November 3, 2007

The Monster : Christopher Lee

“It was a case of inventing a being who was neither oneself nor anybody else, but a composite piece of other people, mostly dead.”
— Christopher Lee, from his autobiography, Tall, Dark and Gruesome (1977)

2007 is the 50th Anniversary year of the release, on May 2, of The Curse of Frankenstein, the film that put Hammer Films of England on the map and rebooted the Frankenstein movie saga.

Christopher Lee played a gangling, spastic Creature, as if every part of him had a mind of its own. The makeup was a mess, but it worked. I saw the film in a second-run house in 1960. When the camera rolled up and Lee ripped the bandages from his face, everyone in the theater jumped a foot out of their seats, the combined effect of the sudden sight of Lee’s leering mashed-potato face and an entire row of teenage girls SHRIEKING on cue. The rest of the movie was watched from one’s seat edge, everyone in the house pumping adrenaline until the final scene unspooled.

It was one of those unique, memorable, communal film experiences. I never experienced anything like it again, with the sole exception of Alien, in 1979, which had everyone in a packed theater on opening night crawling out of their skins.

By the end of 1957, with The Curse of Frankenstein a stunning, worldwide box-office hit, Christopher Lee, his friend Peter Cushing, and director Terence Fisher reunited at Bray Studios on November 11 and began work on Dracula (aka The Horror of Dracula).

50 years on, Christopher Lee is still busy, and we’re all grateful for it. We’ll see him next in The Golden Compass, come December.

Christopher Lee: Official website. On Wikipedia. IMDB page (258 films listed, plus 107 documentaries!)


wich2 said...


I have to admit:

I generally prefer the Universals to the Hammers...

And I generally prefer the thinking, emotional Monsters to the brutish ones...

But Lee's "Creature" has grown on me. With the script he was handed, I think he did an excellant job.

-Craig W.

(P.S.- I'm fairly new here; have you ever done a thread on Favorite "Mary's Monster" Actors?)

Karswell said...

Great post! I love Chris Lee's version of The Monster too.

Also wanted to let you know that today I've posted the mammoth 2-part, 12 page Frozen Alive Frankenstein story by Dick Briefer, take a look:

robby said...

I love that Bruce Timm poster. I love his work!

Anonymous said...

I've long appreciated Lee's work in CURSE, and even wrote a glowing retrospective of it (as well as Kiwi Kingston's in EVIL) for an issue of MIDNIGHT MARQUEE some years ago. It's good to know I'm not the only one who sees the performance's value!

Pierre Fournier said...

Craig: I understand your preference, but I never could compare the Universal and Hammer Frankensteins. Different times, different cultures, different approaches.

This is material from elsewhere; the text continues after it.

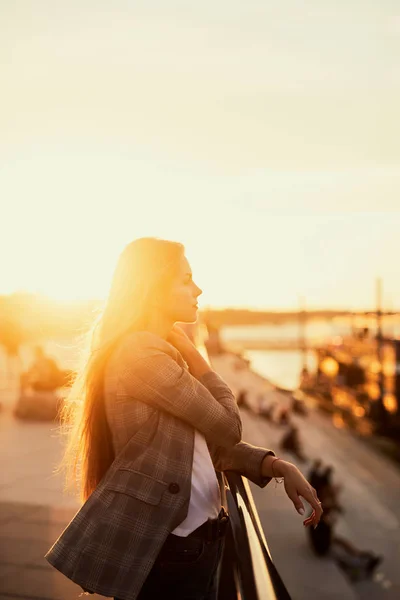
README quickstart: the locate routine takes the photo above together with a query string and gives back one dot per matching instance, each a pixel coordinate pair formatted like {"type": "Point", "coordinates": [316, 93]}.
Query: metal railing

Regarding “Mary’s Monster”: I was asked recently which Monster portrayals I prefer. Perhaps I’ll post my own personal preferences at some point, but I’d like to find a way to open it up (besides the comment box) for you guys to post your choices. I’ll think of something.

David: I remember your article. Chris Lee’s performance was very interesting. It was new, different and perfectly valid. I do have a problem with Kiwi Kingston, though I think Evil of Frankenstein is much better than most people say.

Mr. Banane said...

Christopher Lee is unmatched in his role as a Dracula. And I dare to state that he is better than Bela Lugosi. I like Lee, indeed, I do not like his today's roles, how in star War Episode II and III so much. In Lord of the Rings he was still tolerable. But I find the old films of Lee just brilliant! A man him knows what is an acting!

Gail Jacqueline Mrs Gray said...

It is pity Sir Christopher lee and Peter Cushing didn't do a biography film of themselves from childhood to when they died.